Utopia da nossa geração

Precisamos fugir do pessimismo atual que enquadra como ingênua qualquer pessoa que tenta algum tipo de ação diante de um sistema político ultrapassado

por Alê Youssef em

"A utopia está lá no horizonte. Me aproximo dois passos, ela se afasta dois passos. Caminho dez passos e o horizonte corre dez passos. Por mais que eu caminhe, jamais alcançarei. Para que serve a utopia? Serve para isso: para que eu não deixe de caminhar." Eduardo Galeano

A utopia enquanto força motriz de um processo de busca por um futuro diferente. É o que nos sugere a frase do genial e saudoso Eduardo Galeano (1940-2015). Diferente daquele objetivo estático e ideal a ser alcançado, leva em conta a necessidade do processo, de sempre se saber parte de um contexto social e jamais deixar de lado o sonho e a esperança na transformação de realidades.

Pensar dessa forma no atual contexto político pode ser uma alternativa para fugirmos do pessimismo que enquadra como ingênua qualquer pessoa que tenta algum tipo de ação diante de um sistema político praticamente travado e que necessita de uma profunda reforma. O que quero dizer é que precisamos iniciar o quanto antes, e de forma consciente, o caminho em direção ao horizonte da reinvenção da democracia – que, em última análise, é a busca pelas bases de uma nova forma de fazer política –, uma vez que o atual sistema vive uma crise de representatividade que chega a um ponto agudo.

Pesquisando sobre o assunto para minha dissertação de mestrado em filosofia na UFRJ, me deparei com o livro Reinventar a democracia – 5 ideias para um futuro diferente, do professor português Manuel Arriaga. Primeiro lugar de vendas na seção sobre democracia da Amazon da Grã Bretanha, o trabalho chama a atenção pela sua linguagem simples e didática e pelo foco definido: “Independentemente de quais sejam os problemas políticos que mais nos indignam, o verdadeiro problema, aquele que está por detrás de tudo, reside no fato de que nossos políticos pura e simplesmente não nos representam”.

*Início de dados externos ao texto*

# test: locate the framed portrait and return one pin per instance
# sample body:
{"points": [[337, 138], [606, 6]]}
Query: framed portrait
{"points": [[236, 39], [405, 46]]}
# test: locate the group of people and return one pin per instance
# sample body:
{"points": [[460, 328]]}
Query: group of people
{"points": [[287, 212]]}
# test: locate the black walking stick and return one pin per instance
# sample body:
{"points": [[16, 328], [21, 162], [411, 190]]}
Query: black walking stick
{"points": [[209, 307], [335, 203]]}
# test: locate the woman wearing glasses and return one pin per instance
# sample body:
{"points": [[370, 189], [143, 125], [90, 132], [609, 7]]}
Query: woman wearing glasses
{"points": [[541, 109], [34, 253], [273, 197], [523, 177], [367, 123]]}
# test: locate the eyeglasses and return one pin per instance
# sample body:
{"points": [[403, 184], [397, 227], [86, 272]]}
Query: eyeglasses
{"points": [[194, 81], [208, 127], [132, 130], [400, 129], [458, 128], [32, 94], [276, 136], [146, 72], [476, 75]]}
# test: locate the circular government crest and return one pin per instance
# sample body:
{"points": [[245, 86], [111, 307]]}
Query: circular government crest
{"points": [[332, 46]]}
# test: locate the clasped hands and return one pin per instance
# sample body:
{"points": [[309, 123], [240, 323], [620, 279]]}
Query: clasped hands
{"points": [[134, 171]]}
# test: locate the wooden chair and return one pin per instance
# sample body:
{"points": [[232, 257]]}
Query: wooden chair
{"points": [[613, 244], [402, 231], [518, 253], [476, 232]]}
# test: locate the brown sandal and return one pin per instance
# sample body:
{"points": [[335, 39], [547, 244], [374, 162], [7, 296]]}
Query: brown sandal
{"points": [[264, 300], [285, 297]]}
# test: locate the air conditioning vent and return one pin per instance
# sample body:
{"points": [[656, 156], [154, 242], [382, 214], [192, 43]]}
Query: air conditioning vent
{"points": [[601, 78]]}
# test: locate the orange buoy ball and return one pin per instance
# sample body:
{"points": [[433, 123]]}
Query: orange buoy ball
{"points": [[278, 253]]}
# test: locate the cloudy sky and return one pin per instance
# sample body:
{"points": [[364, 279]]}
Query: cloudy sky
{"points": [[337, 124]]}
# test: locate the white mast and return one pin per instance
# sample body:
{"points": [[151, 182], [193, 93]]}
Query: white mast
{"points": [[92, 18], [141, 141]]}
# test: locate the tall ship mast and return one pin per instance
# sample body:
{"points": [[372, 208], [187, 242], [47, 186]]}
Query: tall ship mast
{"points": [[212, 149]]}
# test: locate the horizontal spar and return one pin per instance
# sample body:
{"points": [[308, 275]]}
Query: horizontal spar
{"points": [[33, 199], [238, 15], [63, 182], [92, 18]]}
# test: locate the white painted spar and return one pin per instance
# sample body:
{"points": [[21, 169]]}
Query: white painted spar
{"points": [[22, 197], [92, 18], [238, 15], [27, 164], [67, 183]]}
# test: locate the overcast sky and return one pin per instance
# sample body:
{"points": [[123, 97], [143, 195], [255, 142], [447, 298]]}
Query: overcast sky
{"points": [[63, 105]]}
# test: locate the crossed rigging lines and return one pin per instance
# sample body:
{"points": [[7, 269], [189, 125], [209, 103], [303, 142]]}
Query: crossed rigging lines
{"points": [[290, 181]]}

Dentre as propostas do livro, a maioria leva em conta práticas já adotadas ao redor do mundo para aumentar o controle dos cidadãos sobre o seu governo e consequentemente garantir que este trabalhe de acordo com o interesse público. Da Grécia antiga ele propõe a deliberação cívica, em que um grupo de cidadãos é recrutado aleatoriamente (do mesmo modo como são chamados os jurados para um julgamento) e é nomeado para um mandato único e não renovável para decidir coletivamente sobre um problema político específico.

Sobre sistemas eleitorais, propõe o “voto único transferível” já usado nos parlamentos irlandês e maltês, em que o eleitor vota em uma ordem de preferência entre os candidatos e não apenas em um deles, para que o voto seja sempre válido. Ele defende a adoção do modelo francês de financiamento eleitoral, que impede qualquer participação do capital privado. O autor lista ainda a experiência adotada na Suíça e no estado americano do Oregon de implantar um sistema de referendos para sujeitar ao voto popular projetos governistas que encontram resistência na população.

RISCO DE EXTINÇÃO

Por fim, Arriaga propõe a incorporação de mecanismos que nos permitam pensar a longo prazo sobre assuntos-chave para reduzir o nosso risco de extinção por causa da insensatez nos campos ambiental, econômico e social. Esse ponto é o mais desafiador, pois impõe uma mudança de paradigmas na reflexão atual. É nesse contexto que temas como o papel da tecnologia e do pensamento sustentável na prática política, por exemplo, devem entrar na reflexão sobre nosso futuro.

Chamo a atenção para o fato de que as propostas do Reinventar a democracia não tenham ligação com as noções tradicionais de “direita” e “esquerda”. A distância desses polos ideológicos é presente não apenas no livro do professor português, mas em outros que pipocam sobre a crise da democracia representativa pelo mundo. A procura de novas formas de fazer política é saída para abrirmos nossas cabeças para outras alternativas, diferentes das mesmices que não conseguem mais refletir o que acontece no mundo atual. Talvez essa busca – evocando o horizonte de Galeano – seja a utopia da nossa geração.